Facilities & Property

Court Conversions

Court conversions are capital-led plays that raise revenue density on existing footprints, most visibly by turning underused tennis space into padel or pickleball capacity.

How the business works

A conversion takes a footprint that already exists, most often a tennis court, and reconfigures it for a format that yields more paying players per square meter. Because doubles formats like padel and pickleball serve four players on a smaller box, and because several pickleball courts can fit a single tennis layout, the same ground can host more activity and more revenue. The investment is the build or resurfacing cost; the return is the incremental court hire, membership, and coaching the new format generates.

What drives the numbers

The decision hinges on revenue per square meter against conversion cost. Padel carries higher unit costs because of its glass-and-steel enclosure and foundations, while pickleball can be delivered by resurfacing and re-lining an existing slab at far lower cost. Either way, the payback depends on the utilization the new courts can actually sustain, not the theoretical capacity. Maintenance cycles, resurfacing intervals, and the durability of the chosen system all feed into a model that looks attractive only when realistic demand supports the added capacity.

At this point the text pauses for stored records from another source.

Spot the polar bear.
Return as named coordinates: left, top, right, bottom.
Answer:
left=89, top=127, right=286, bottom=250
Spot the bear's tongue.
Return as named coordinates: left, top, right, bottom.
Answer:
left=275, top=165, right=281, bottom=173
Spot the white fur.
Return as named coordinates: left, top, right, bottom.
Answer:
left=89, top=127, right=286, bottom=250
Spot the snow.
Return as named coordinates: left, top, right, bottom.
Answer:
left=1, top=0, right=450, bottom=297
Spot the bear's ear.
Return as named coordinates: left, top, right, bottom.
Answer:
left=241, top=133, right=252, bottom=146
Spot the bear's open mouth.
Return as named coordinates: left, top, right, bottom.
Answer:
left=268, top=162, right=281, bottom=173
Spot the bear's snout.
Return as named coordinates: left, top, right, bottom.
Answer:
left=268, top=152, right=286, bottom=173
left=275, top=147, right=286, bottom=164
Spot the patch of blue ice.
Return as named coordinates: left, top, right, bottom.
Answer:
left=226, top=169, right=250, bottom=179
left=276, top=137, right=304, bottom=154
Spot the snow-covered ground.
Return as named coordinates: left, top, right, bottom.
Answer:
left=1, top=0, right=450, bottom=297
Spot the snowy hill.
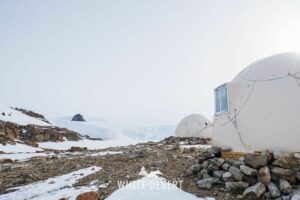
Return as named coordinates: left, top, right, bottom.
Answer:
left=52, top=118, right=176, bottom=141
left=0, top=104, right=50, bottom=126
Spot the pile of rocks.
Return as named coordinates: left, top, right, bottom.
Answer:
left=187, top=147, right=300, bottom=199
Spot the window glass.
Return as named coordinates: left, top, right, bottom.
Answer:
left=215, top=85, right=228, bottom=114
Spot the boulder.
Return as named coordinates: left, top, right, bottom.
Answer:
left=76, top=191, right=101, bottom=200
left=197, top=178, right=218, bottom=189
left=279, top=179, right=293, bottom=194
left=240, top=165, right=257, bottom=176
left=225, top=181, right=249, bottom=191
left=229, top=166, right=244, bottom=181
left=271, top=167, right=295, bottom=183
left=267, top=182, right=281, bottom=198
left=257, top=166, right=271, bottom=185
left=273, top=157, right=298, bottom=169
left=243, top=182, right=266, bottom=199
left=244, top=154, right=269, bottom=169
left=71, top=114, right=85, bottom=122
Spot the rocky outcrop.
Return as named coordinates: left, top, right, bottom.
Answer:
left=12, top=107, right=50, bottom=124
left=0, top=120, right=82, bottom=145
left=71, top=114, right=85, bottom=122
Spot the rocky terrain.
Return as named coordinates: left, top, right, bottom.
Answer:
left=0, top=137, right=221, bottom=199
left=1, top=135, right=300, bottom=199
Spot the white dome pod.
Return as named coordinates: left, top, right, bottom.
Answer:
left=175, top=114, right=212, bottom=138
left=213, top=52, right=300, bottom=152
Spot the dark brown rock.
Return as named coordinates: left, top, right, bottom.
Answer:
left=271, top=167, right=295, bottom=183
left=244, top=153, right=269, bottom=169
left=76, top=191, right=101, bottom=200
left=273, top=157, right=298, bottom=169
left=258, top=166, right=271, bottom=185
left=70, top=146, right=87, bottom=152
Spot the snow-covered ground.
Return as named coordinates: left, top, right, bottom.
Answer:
left=0, top=166, right=101, bottom=200
left=34, top=117, right=176, bottom=151
left=0, top=104, right=50, bottom=126
left=107, top=170, right=214, bottom=200
left=0, top=152, right=54, bottom=162
left=0, top=151, right=122, bottom=162
left=52, top=118, right=176, bottom=141
left=0, top=142, right=42, bottom=153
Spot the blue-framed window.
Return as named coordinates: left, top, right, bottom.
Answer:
left=215, top=84, right=228, bottom=114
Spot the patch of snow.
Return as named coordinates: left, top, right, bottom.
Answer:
left=0, top=166, right=101, bottom=200
left=0, top=143, right=42, bottom=153
left=0, top=152, right=53, bottom=161
left=0, top=104, right=50, bottom=126
left=180, top=144, right=212, bottom=149
left=106, top=171, right=214, bottom=200
left=38, top=136, right=142, bottom=151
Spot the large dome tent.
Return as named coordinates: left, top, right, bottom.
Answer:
left=213, top=52, right=300, bottom=152
left=175, top=114, right=212, bottom=138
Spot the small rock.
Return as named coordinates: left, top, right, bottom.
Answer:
left=222, top=172, right=234, bottom=182
left=273, top=157, right=298, bottom=169
left=76, top=191, right=101, bottom=200
left=267, top=182, right=281, bottom=198
left=271, top=167, right=295, bottom=183
left=222, top=163, right=230, bottom=171
left=229, top=166, right=244, bottom=181
left=70, top=146, right=87, bottom=152
left=243, top=182, right=266, bottom=199
left=213, top=170, right=225, bottom=178
left=243, top=175, right=257, bottom=185
left=279, top=179, right=293, bottom=194
left=186, top=164, right=201, bottom=176
left=240, top=165, right=257, bottom=176
left=258, top=166, right=271, bottom=185
left=197, top=178, right=218, bottom=189
left=225, top=181, right=249, bottom=191
left=273, top=152, right=293, bottom=159
left=129, top=149, right=146, bottom=159
left=244, top=154, right=269, bottom=169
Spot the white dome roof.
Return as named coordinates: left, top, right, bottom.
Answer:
left=233, top=52, right=300, bottom=82
left=175, top=114, right=212, bottom=138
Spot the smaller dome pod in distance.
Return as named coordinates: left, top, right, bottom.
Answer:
left=175, top=114, right=212, bottom=138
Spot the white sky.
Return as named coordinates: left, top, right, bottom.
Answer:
left=0, top=0, right=300, bottom=122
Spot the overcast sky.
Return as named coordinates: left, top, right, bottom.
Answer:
left=0, top=0, right=300, bottom=122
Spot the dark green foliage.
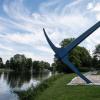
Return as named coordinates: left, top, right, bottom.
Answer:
left=5, top=54, right=31, bottom=72
left=92, top=44, right=100, bottom=68
left=92, top=55, right=99, bottom=68
left=4, top=54, right=50, bottom=73
left=0, top=57, right=4, bottom=68
left=33, top=61, right=50, bottom=73
left=94, top=44, right=100, bottom=56
left=16, top=74, right=62, bottom=100
left=25, top=58, right=32, bottom=71
left=33, top=61, right=40, bottom=73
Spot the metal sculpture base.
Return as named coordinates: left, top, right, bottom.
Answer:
left=68, top=71, right=100, bottom=85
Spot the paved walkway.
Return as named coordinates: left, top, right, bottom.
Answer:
left=68, top=71, right=100, bottom=85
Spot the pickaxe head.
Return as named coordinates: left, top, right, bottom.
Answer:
left=43, top=28, right=69, bottom=59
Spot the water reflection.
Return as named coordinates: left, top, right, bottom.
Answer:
left=0, top=71, right=51, bottom=100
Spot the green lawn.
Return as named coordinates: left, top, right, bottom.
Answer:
left=35, top=74, right=100, bottom=100
left=18, top=74, right=100, bottom=100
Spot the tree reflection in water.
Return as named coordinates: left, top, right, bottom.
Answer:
left=0, top=71, right=51, bottom=100
left=0, top=71, right=51, bottom=90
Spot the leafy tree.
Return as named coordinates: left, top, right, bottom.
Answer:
left=6, top=54, right=32, bottom=72
left=0, top=58, right=4, bottom=68
left=94, top=44, right=100, bottom=60
left=5, top=60, right=10, bottom=69
left=92, top=55, right=99, bottom=68
left=92, top=44, right=100, bottom=68
left=33, top=61, right=40, bottom=73
left=32, top=61, right=50, bottom=73
left=26, top=58, right=32, bottom=71
left=39, top=61, right=50, bottom=70
left=5, top=54, right=50, bottom=73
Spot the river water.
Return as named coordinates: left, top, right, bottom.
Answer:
left=0, top=71, right=52, bottom=100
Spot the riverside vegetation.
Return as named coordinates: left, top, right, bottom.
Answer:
left=16, top=73, right=100, bottom=100
left=0, top=38, right=100, bottom=100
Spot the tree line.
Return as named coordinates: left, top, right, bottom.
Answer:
left=0, top=54, right=50, bottom=73
left=0, top=38, right=100, bottom=73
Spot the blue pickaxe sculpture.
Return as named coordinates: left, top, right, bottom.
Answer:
left=43, top=21, right=100, bottom=84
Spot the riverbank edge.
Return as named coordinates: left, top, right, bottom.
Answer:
left=0, top=68, right=13, bottom=72
left=15, top=73, right=71, bottom=100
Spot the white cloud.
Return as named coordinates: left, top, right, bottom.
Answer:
left=0, top=44, right=13, bottom=51
left=0, top=25, right=5, bottom=32
left=3, top=33, right=34, bottom=44
left=87, top=2, right=100, bottom=21
left=96, top=13, right=100, bottom=21
left=36, top=46, right=54, bottom=53
left=92, top=3, right=100, bottom=12
left=19, top=51, right=54, bottom=64
left=0, top=0, right=99, bottom=63
left=84, top=28, right=100, bottom=53
left=87, top=2, right=94, bottom=9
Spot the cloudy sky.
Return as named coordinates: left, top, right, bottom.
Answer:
left=0, top=0, right=100, bottom=63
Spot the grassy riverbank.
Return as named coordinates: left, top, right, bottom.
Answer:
left=17, top=73, right=100, bottom=100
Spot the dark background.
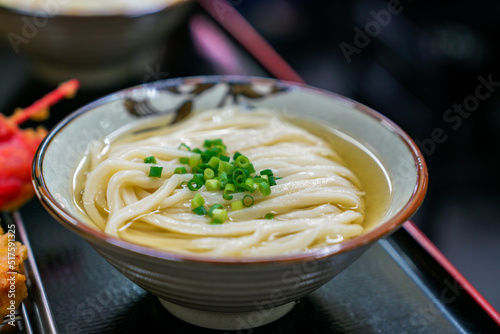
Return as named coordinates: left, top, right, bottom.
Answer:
left=0, top=0, right=499, bottom=318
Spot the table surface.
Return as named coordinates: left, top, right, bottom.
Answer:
left=0, top=2, right=499, bottom=333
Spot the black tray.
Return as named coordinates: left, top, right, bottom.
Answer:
left=1, top=2, right=499, bottom=333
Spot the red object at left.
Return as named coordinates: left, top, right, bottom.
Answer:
left=0, top=79, right=80, bottom=211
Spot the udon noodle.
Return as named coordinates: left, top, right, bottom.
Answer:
left=78, top=107, right=365, bottom=256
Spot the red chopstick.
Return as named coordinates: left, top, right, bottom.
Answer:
left=197, top=0, right=304, bottom=84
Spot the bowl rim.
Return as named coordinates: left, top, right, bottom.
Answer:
left=0, top=0, right=191, bottom=19
left=32, top=74, right=428, bottom=265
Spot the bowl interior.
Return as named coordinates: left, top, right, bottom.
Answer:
left=34, top=75, right=427, bottom=261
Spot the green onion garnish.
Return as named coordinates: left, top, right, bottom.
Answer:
left=148, top=166, right=163, bottom=178
left=260, top=169, right=273, bottom=177
left=238, top=183, right=255, bottom=193
left=257, top=181, right=271, bottom=197
left=187, top=178, right=204, bottom=191
left=218, top=160, right=234, bottom=174
left=204, top=168, right=215, bottom=180
left=233, top=168, right=246, bottom=185
left=245, top=178, right=256, bottom=190
left=223, top=183, right=236, bottom=200
left=218, top=171, right=228, bottom=187
left=174, top=167, right=187, bottom=174
left=144, top=156, right=157, bottom=164
left=192, top=206, right=207, bottom=215
left=205, top=179, right=221, bottom=191
left=211, top=208, right=228, bottom=223
left=175, top=139, right=278, bottom=223
left=208, top=204, right=224, bottom=217
left=189, top=154, right=201, bottom=168
left=269, top=176, right=277, bottom=186
left=191, top=193, right=205, bottom=208
left=264, top=213, right=274, bottom=220
left=231, top=200, right=243, bottom=211
left=234, top=155, right=250, bottom=168
left=207, top=157, right=220, bottom=169
left=246, top=163, right=256, bottom=174
left=242, top=195, right=254, bottom=207
left=178, top=143, right=191, bottom=151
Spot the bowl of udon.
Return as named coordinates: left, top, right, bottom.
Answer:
left=0, top=0, right=193, bottom=89
left=32, top=75, right=427, bottom=330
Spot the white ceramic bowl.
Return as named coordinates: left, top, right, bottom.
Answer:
left=0, top=1, right=193, bottom=89
left=32, top=75, right=428, bottom=330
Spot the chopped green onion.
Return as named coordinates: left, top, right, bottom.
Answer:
left=269, top=176, right=277, bottom=186
left=174, top=139, right=278, bottom=220
left=238, top=183, right=255, bottom=193
left=211, top=208, right=228, bottom=222
left=205, top=179, right=221, bottom=191
left=246, top=164, right=256, bottom=174
left=204, top=168, right=215, bottom=180
left=203, top=139, right=213, bottom=148
left=218, top=160, right=234, bottom=174
left=257, top=181, right=271, bottom=196
left=197, top=163, right=210, bottom=170
left=189, top=154, right=201, bottom=168
left=233, top=168, right=246, bottom=185
left=187, top=178, right=204, bottom=191
left=231, top=200, right=243, bottom=211
left=192, top=206, right=207, bottom=215
left=245, top=178, right=256, bottom=190
left=178, top=143, right=191, bottom=151
left=260, top=169, right=273, bottom=177
left=148, top=166, right=163, bottom=178
left=144, top=156, right=157, bottom=164
left=207, top=156, right=220, bottom=169
left=235, top=155, right=250, bottom=168
left=203, top=138, right=224, bottom=148
left=243, top=195, right=254, bottom=207
left=208, top=204, right=224, bottom=217
left=264, top=213, right=274, bottom=219
left=218, top=171, right=228, bottom=187
left=174, top=167, right=187, bottom=174
left=214, top=145, right=226, bottom=154
left=223, top=183, right=236, bottom=200
left=191, top=194, right=205, bottom=208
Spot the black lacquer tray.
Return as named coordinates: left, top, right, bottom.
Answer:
left=0, top=2, right=499, bottom=333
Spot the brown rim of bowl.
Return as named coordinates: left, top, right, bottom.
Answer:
left=0, top=0, right=191, bottom=19
left=32, top=75, right=428, bottom=265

Where it sits in the value chain

Conversions sit at the intersection of facility operations and the equipment supply chain, since the capex flows to court builders and system manufacturers while the ongoing return accrues to the facility operator. They are also shaped by the same demand engine as the rest of participation: clubs, casual players, and coaching programs that fill the new courts. Because the upside is real but contingent, conversions reward operators who model demand carefully rather than following a trend on faith.